In photos snapped by the Multispectral Visible Imaging Camera (MVIC)
component of New Horizons' Ralph imager, from distances ranging from
1.34 to 3.36 million kilometers (about 833,000 to 2.1 million miles),
the asteroid (with an estimated diameter of about 2.5 kilometers)
appears as a bright, barely resolved pinpoint of light against the
background of space. That Ralph "saw" the asteroid demonstrates that it
can track and photograph objects moving relative to New Horizons - just
as Jupiter and its moons and then, later, Pluto and its moons will be.
This capability is critical as New Horizons closes in on Jupiter for a
gravity boost toward the Pluto system.

"The asteroid observation was a flight test, a chance for us to test the
spacecraft's ability to track a rapidly moving object and to refine our
sequencing process," says Gabe Rogers, New Horizons guidance and control
engineer from the Johns Hopkins University Applied Physics Laboratory,
Laurel, Md. "The objects we will observe this winter in the Jupiter
system will appear to be moving across the sky much more slowly than
this asteroid, so these observations were an unexpected opportunity to
prepare for the even faster tracking rates we'll experience in summer
2015, when the spacecraft zips through the Pluto system at more than
31,000 miles per hour."

Ralph's camera took separate images on June 11, June 12 and June 13. The
images had to be compressed (to save on the number of bits that must be
sent back), radioed back to Earth through NASA's Deep Space Network of
antenna stations, and checked out by mission team members before they
could be evaluated.

About an hour before closest approach to the asteroid - which occurred
at 4:05 UTC on June 13, at distance of 101,867 kilometers - Ralph began
scanning it to obtain color images and infrared spectra. Those data must
also be compressed before they're sent back to Earth next week.
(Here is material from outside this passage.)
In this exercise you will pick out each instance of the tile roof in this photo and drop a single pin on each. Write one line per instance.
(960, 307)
"Ralph has performed flawlessly since the launch of New Horizons and
these asteroid observations are giving us more insight into the ultimate
sensitivity and capability of the instrument," says Ralph Instrument
Scientist Dennis Reuter, of NASA Goddard Space Flight Center, Greenbelt,
Md. "They are allowing us to use Ralph to view and track a single
fast-moving object as it changes from a dim speck of light in a bright
star field to a body whose brightness rivals that of Jupiter at the high
resolution that Ralph is capable of."

Launched last Jan. 19, New Horizons is currently 283 million kilometers
(176 million miles) from Earth, moving about the Sun at about 27
kilometers (17 miles) per second. The spacecraft is on course to fly
through the Jupiter system for science studies and a gravity assist,
with closest approach to the giant planet set for Feb. 28, 2007.